Global finance officials on Saturday said monetary policy alone was not enough to restore confidence in the shaky global economy, as they urged countries to take other steps to reinvigorate growth and create jobs.
“We need to act decisively to nurture a sustainable recovery and restore the resilience of the global economy,” the IMF’s steering committee said at the conclusion of the world lender’s spring meeting.
Central banks in the biggest economies should continue their accommodative monetary policies amid an uneven and weak economic recovery, the International Monetary and Financial Committee (IMFC) said in a communique.
EASY-MONEY
However, easy-money initiatives alone cannot be counted upon to provide sufficient stimulus, it said as it called for “credible” plans to tighten budgets over time and structural reforms to make economies more productive.
“The commodity that is in shortest supply now is confidence,” Singaporean Finance Minister Tharman Shanmugaratnam, chairman of the IMFC, told a news conference.

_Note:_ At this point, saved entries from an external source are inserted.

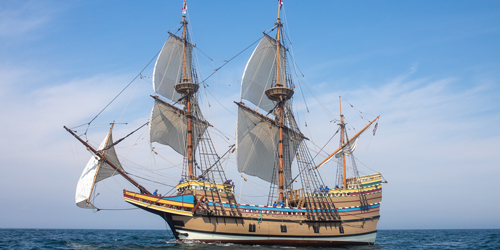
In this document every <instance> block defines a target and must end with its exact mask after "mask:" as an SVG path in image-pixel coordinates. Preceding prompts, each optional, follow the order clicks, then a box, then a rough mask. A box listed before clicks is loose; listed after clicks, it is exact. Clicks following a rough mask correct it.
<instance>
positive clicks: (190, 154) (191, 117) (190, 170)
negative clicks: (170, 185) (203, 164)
mask: <svg viewBox="0 0 500 250" xmlns="http://www.w3.org/2000/svg"><path fill="white" fill-rule="evenodd" d="M185 8H186V6H185V5H184V7H183V12H182V21H181V24H182V39H183V46H182V52H183V63H182V65H183V70H182V71H183V72H184V76H183V77H182V81H181V82H180V83H178V84H176V85H175V90H176V91H177V93H179V94H181V95H183V99H184V100H185V105H186V120H187V122H186V123H187V155H186V157H187V163H188V179H189V180H194V179H196V176H195V175H194V167H193V164H194V152H193V124H192V111H191V105H192V103H191V99H192V98H193V96H194V94H196V92H197V91H198V88H199V85H198V84H196V83H193V81H192V79H191V78H189V77H188V74H187V66H186V64H187V63H191V61H189V62H187V61H186V47H187V43H188V40H187V27H186V26H187V24H188V22H187V21H186V11H185ZM190 66H191V67H190V68H192V65H190Z"/></svg>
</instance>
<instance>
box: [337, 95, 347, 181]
mask: <svg viewBox="0 0 500 250" xmlns="http://www.w3.org/2000/svg"><path fill="white" fill-rule="evenodd" d="M339 106H340V123H339V124H338V125H339V126H340V129H341V130H342V137H341V139H340V141H341V144H340V145H344V143H345V140H344V138H345V122H344V115H343V114H342V100H341V97H340V96H339ZM342 169H343V177H344V180H343V183H344V188H347V178H346V167H345V154H342Z"/></svg>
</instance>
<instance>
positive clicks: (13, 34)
mask: <svg viewBox="0 0 500 250" xmlns="http://www.w3.org/2000/svg"><path fill="white" fill-rule="evenodd" d="M2 5H4V6H2V8H1V9H2V10H0V38H17V37H20V36H23V35H26V34H29V33H31V32H33V31H35V30H37V29H40V28H41V27H43V26H44V25H46V24H47V23H49V22H50V21H51V20H52V16H53V14H55V13H56V12H57V9H58V8H59V7H56V5H50V4H49V2H46V1H28V2H22V1H20V2H15V1H12V2H11V4H10V5H9V4H2Z"/></svg>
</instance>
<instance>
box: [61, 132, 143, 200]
mask: <svg viewBox="0 0 500 250" xmlns="http://www.w3.org/2000/svg"><path fill="white" fill-rule="evenodd" d="M64 128H65V129H66V131H68V132H69V133H70V134H71V135H73V136H74V137H75V138H76V139H78V140H79V141H80V142H81V143H82V144H83V145H85V146H86V147H87V149H88V150H90V151H92V153H94V154H95V155H97V156H99V158H100V159H101V160H103V161H105V162H106V163H107V164H109V166H111V167H112V168H113V169H115V170H116V172H118V173H119V174H120V175H121V176H123V178H125V179H126V180H127V181H129V182H130V183H132V185H134V186H136V187H137V188H138V189H139V190H141V193H142V194H149V195H150V194H151V193H150V192H149V191H148V190H147V189H146V188H145V187H143V186H141V185H140V184H139V183H137V182H136V181H134V180H133V179H132V178H130V176H128V175H127V174H126V173H125V172H123V171H122V170H121V169H120V168H118V167H117V166H115V164H113V163H112V162H111V161H109V160H108V159H106V157H105V156H104V154H103V153H102V152H101V151H97V150H96V149H95V148H93V147H92V146H91V145H90V144H88V143H87V142H86V141H84V140H83V139H82V138H80V137H79V136H78V135H76V134H75V133H74V132H73V131H71V130H70V129H69V128H67V127H66V126H64Z"/></svg>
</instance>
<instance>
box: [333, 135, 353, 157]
mask: <svg viewBox="0 0 500 250" xmlns="http://www.w3.org/2000/svg"><path fill="white" fill-rule="evenodd" d="M358 138H359V136H356V138H354V139H353V140H351V141H350V142H349V143H347V144H346V145H345V146H343V147H342V149H341V150H340V151H339V152H337V153H336V154H335V158H340V157H342V155H343V154H350V153H352V152H354V150H355V149H356V146H357V145H358Z"/></svg>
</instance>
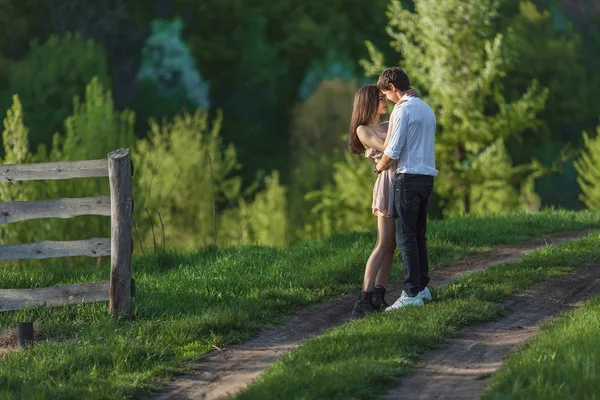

However, in order to shore-up confidence, a range of policy actions were needed to nurse the recovery, he said.
“There is strong and common recognition that achieving growth and jobs cannot rest on one policy alone — there is no single bullet that will get us to normal growth and some normality with regard to jobs,” Tharman said.
SPARKING RECOVERY
Aggressive stimulus from central banks in the US, Britain, the eurozone and now Japan has so far failed to spark a reliable recovery, and questions are already being raised over how much more monetary policy can — or should — do.
People’s Bank of China Governor Zhou Xiaochuan (周小川) told the IMF panel that “the marginal benefits and costs” of central bank policies in rich nations needed to be re-evaluated.
“Unconventional monetary policies alone cannot solve the structural problems faced by advanced economies,” he said.
IMF Managing Director Christine Lagarde told reporters the extraordinary efforts by these central banks were appropriate for now, but acknowledged the concerns of emerging countries about the potential for destabilizing capital flows and upward pressure on their currencies.
“We affirm our commitment to refrain from competitive devaluations and any form of trade and investment protectionism,” the IMFC said, echoing a line from a communique issued on Friday by the G20 leading economies.
WORRIES
Worries that nations may try to seek a trade advantage by lowering the value of their currencies have been heightened by Japan’s recent efforts to overcome years of deflation.
The Bank of Japan earlier this month pledged to pump US$1.4 trillion into its economy, some of which is expected to find its way into emerging markets.
Lagarde said the IMF would step up its efforts to monitor the spillover effects on emerging nations from the extraordinary monetary easing in the developed world to guard against the risk of asset bubbles forming in poorer countries.
“Prolonged easing could exacerbate the financial vulnerabilities and affect the stability of the international monetary system,” Zhou warned the IMF committee.